A origem das coisas

Miriam Waidenfeld Chaves

 

Maria do Carmo desde a infância foi curiosa. Suas perguntas engasgavam qualquer um. Não era fácil. Atrás de uma dúvida, logo aparecia outra.  Cheia de por quês, à noite ia para a cama inconsolável por seus pais não terem destrinchado suas questões. Saber a origem das coisas era uma obsessão para ela.

De família católica, durante a Semana Santa adorava se vestir de anjinho para seguir à frente da procissão. Coisa de filme, como em Marcelino pão e vinho.

Quando, nas férias, se deparou com o mar pela primeira vez, suspirou fundo como o fundo do oceano e na sua miudeza sentiu o mar dentro de si. Parecia um filme.

– De onde vem tanta água? É verdade que ela é salgada? Qual a diferença entre a água do mar e a do Sapucaí? Disparou.

Como o assunto se alongava, sua mãe achou uma resposta que logo aquietou a filha:

– Quando você estiver na escola a professora vai poder tirar todas essas  dúvidas.
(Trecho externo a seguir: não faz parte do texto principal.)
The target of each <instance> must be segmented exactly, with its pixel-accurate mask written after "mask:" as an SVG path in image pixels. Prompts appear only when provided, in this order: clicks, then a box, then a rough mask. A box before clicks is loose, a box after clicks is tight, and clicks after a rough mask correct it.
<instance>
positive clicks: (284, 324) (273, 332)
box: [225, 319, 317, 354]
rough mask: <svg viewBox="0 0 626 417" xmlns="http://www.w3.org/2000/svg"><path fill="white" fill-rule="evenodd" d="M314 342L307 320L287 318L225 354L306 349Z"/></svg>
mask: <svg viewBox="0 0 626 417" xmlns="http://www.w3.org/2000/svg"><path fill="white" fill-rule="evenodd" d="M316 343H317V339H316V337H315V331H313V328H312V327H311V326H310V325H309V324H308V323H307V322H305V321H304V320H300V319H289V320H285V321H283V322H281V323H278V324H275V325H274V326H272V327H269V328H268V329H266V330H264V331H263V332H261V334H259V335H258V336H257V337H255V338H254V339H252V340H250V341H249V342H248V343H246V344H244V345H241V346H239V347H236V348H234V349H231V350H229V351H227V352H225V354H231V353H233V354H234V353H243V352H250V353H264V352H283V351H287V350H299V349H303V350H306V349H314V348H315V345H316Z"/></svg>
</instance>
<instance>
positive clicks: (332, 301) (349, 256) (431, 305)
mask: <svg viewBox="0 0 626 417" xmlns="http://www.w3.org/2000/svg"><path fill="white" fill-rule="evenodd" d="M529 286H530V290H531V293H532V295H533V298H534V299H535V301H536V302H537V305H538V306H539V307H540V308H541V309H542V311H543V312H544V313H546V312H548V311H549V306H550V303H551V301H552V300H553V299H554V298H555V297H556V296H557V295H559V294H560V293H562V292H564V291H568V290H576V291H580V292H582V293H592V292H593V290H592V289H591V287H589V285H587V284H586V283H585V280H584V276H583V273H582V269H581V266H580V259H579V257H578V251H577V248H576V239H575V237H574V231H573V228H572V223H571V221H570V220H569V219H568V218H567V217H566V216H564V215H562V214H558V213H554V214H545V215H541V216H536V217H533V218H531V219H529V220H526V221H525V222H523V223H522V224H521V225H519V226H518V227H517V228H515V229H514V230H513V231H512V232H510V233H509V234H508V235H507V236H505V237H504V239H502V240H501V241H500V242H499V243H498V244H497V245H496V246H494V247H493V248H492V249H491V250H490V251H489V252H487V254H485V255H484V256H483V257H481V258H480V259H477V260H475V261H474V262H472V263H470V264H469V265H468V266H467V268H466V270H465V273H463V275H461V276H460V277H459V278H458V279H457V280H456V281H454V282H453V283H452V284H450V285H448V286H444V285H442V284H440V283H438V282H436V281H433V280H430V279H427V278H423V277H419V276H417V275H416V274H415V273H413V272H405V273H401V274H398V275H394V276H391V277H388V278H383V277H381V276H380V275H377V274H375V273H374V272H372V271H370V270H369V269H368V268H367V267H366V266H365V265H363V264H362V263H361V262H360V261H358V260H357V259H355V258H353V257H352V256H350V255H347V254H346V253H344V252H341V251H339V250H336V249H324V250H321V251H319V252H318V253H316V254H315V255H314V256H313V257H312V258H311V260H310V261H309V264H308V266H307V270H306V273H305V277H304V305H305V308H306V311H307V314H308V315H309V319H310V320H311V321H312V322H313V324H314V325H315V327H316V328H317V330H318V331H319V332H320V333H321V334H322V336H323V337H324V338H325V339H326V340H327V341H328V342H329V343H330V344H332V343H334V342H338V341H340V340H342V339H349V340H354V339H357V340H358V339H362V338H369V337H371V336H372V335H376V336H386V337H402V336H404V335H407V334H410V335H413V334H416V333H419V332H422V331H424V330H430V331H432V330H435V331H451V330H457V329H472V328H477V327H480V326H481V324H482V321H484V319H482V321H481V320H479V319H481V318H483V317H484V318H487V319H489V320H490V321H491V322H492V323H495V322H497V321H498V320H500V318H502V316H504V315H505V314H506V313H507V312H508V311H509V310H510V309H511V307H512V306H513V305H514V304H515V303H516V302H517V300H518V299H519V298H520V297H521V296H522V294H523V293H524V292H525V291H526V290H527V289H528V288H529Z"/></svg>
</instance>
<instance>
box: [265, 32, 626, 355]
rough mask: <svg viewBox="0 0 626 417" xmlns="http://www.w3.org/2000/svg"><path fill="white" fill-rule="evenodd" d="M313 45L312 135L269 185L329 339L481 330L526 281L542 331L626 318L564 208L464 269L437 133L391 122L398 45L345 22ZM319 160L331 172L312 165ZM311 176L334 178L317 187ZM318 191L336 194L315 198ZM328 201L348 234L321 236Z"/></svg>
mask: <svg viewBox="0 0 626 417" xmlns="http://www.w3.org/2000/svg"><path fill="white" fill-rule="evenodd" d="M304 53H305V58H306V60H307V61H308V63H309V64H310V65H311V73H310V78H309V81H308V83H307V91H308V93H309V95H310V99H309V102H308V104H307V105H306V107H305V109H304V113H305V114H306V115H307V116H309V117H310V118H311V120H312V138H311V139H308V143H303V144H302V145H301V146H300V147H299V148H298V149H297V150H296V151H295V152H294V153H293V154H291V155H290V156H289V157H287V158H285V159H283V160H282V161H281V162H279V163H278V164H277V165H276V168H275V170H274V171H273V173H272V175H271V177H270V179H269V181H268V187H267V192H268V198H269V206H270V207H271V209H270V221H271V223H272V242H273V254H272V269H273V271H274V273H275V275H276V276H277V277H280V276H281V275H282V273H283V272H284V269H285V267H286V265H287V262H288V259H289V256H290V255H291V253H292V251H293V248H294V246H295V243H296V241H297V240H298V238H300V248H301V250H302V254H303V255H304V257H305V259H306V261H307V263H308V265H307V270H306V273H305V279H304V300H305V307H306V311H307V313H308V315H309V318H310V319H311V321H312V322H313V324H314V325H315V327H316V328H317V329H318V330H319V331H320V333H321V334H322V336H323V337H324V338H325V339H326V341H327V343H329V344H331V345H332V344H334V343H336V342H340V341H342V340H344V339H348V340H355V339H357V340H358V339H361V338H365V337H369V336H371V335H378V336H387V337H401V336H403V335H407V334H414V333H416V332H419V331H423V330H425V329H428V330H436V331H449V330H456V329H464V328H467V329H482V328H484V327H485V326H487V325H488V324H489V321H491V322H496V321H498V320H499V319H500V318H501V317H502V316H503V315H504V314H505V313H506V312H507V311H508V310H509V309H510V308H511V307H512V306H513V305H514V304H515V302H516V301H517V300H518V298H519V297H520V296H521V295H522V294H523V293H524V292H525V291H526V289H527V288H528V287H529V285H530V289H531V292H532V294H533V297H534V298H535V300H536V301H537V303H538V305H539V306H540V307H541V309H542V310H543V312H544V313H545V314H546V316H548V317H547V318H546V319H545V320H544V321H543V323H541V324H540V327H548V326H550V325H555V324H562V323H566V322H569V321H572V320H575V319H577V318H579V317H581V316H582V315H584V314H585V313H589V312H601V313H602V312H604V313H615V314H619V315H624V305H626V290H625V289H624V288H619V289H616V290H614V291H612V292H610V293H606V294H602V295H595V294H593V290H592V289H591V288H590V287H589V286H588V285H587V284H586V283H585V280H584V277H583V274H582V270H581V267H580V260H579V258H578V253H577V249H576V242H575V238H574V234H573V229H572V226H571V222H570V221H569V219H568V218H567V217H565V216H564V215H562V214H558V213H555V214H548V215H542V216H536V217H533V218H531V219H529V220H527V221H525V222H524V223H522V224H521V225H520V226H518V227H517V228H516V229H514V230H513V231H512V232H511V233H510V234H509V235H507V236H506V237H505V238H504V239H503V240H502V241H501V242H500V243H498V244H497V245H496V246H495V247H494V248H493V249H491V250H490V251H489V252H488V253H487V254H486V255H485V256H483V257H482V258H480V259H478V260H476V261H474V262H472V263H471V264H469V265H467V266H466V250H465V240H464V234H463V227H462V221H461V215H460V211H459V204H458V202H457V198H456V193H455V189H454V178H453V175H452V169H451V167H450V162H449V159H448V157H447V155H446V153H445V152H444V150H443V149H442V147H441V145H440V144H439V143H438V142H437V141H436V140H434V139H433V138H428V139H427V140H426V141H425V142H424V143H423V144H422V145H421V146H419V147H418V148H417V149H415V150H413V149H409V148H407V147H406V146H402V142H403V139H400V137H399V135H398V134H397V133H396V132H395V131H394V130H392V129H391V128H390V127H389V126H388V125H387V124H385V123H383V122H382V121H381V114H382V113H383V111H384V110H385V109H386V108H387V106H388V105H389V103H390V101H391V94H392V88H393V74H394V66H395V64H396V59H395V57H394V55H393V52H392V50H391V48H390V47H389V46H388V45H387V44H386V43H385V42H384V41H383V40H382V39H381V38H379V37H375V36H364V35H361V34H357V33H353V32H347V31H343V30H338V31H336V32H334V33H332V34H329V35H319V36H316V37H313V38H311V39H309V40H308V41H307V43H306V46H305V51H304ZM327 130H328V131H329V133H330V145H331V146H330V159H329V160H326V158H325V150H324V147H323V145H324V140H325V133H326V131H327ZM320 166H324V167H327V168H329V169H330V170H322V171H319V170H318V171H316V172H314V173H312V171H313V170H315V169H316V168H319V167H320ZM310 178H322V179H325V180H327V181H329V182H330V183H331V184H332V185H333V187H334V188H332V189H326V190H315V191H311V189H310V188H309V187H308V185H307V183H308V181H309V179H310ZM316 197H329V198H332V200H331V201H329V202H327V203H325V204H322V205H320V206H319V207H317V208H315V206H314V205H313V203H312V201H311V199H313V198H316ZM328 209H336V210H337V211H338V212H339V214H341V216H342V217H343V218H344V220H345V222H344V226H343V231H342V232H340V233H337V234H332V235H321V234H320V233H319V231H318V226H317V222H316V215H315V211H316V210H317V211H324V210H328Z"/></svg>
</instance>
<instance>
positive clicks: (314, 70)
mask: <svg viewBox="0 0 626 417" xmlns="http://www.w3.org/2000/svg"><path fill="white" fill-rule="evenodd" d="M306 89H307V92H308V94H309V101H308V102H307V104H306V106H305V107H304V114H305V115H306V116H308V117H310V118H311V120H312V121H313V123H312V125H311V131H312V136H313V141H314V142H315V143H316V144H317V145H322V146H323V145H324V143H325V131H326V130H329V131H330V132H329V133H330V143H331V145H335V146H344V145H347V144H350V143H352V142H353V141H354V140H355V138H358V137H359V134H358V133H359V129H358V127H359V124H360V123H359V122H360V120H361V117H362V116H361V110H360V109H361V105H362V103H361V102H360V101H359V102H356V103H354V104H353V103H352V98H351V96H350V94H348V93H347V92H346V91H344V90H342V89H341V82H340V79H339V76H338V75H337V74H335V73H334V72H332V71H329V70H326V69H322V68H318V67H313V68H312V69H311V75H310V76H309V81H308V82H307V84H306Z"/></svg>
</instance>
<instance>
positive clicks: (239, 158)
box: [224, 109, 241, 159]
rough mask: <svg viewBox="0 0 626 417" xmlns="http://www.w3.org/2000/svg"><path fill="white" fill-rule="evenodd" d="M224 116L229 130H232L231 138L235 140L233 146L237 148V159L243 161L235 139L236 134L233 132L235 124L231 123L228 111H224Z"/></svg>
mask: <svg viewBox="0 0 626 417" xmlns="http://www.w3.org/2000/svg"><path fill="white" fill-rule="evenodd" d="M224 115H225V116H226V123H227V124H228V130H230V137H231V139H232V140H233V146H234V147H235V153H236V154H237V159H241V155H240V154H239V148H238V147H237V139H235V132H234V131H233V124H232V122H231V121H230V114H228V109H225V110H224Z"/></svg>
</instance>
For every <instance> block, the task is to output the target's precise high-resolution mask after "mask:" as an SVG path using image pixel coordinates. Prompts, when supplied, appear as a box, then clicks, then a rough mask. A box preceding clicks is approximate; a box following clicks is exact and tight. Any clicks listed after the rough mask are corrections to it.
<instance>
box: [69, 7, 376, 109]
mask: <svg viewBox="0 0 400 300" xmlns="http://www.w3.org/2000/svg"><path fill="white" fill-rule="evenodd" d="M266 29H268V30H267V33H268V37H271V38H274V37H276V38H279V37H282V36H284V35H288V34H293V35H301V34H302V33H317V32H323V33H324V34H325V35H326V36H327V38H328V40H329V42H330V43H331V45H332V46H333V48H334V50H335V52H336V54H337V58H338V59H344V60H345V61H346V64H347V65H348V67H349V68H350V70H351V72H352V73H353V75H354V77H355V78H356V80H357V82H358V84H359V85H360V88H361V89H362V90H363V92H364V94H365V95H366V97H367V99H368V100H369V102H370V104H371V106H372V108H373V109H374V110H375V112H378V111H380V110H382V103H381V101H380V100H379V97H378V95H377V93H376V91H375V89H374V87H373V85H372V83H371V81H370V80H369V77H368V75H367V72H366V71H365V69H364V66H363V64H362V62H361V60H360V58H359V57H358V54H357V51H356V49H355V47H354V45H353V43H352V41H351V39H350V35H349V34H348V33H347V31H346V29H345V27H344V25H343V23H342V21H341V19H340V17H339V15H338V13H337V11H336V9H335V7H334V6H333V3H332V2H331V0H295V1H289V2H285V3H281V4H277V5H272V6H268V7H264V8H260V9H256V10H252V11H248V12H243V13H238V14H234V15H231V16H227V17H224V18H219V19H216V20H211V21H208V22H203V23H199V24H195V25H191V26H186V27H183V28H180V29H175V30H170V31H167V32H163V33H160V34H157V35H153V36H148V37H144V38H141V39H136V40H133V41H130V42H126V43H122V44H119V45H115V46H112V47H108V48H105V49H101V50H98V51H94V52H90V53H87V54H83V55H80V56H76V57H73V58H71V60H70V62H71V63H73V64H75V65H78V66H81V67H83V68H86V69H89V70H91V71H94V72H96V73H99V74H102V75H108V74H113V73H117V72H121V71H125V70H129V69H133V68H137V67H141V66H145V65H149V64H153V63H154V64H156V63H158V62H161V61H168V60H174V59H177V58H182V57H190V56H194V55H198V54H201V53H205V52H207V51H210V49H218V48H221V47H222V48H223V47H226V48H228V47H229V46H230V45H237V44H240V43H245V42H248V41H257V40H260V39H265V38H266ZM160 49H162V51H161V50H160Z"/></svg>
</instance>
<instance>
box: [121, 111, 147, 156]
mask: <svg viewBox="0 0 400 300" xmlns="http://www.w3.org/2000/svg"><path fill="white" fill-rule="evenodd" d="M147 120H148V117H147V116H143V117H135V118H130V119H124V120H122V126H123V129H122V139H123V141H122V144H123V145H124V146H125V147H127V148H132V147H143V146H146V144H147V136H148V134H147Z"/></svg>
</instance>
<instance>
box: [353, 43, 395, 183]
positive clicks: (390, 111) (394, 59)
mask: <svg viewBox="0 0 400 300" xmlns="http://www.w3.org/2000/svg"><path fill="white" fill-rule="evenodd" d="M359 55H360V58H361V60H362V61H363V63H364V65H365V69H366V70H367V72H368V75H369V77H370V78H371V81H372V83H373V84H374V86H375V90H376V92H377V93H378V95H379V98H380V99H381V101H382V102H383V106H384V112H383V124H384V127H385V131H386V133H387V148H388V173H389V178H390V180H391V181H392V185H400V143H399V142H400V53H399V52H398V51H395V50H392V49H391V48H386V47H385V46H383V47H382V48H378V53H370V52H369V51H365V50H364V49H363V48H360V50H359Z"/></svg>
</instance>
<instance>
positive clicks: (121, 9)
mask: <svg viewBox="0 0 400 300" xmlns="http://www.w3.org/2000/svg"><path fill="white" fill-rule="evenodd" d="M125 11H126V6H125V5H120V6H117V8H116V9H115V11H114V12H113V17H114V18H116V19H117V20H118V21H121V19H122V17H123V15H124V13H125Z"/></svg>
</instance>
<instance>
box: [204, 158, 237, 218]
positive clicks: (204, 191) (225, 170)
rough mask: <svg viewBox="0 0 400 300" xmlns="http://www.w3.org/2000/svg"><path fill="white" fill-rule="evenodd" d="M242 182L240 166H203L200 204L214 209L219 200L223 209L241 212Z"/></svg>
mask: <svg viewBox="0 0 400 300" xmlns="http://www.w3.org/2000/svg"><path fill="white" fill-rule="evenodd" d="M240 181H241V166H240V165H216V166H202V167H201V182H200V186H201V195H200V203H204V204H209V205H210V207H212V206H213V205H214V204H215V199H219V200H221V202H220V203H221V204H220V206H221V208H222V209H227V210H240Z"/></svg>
Maria do Carmo ficou feliz por saber que existia um lugar só para responder suas perguntas.

Não deu outra!

– Lá vem a Maria perguntadeira, zoavam as colegas de turma.

Maria do Carmo não ligava para as brincadeiras. Os terremotos, o universo, a natureza e o corpo humano eram sua paixão. Mas, o que a intrigava eram as cores. O azul do céu, o amarelo do sol, o verde da Mantiqueira, o vermelho de tomate e o roxo da hortência de seu quintal.

Por que o mundo era colorido?  Por que não era preto e branco?

Nas aulas de Geografia e Ciências não piscava os olhos. Hipnotizada, não emprestava nem borracha. Não escutava ninguém. Só a professora.

Já no Ginásio, durante a aula de História, Maria do Carmo ouviu falar de um livro cujo título não compreendeu.

A origem da família, da propriedade privada e do estado repetiu na cama de seu quarto para não esquecer.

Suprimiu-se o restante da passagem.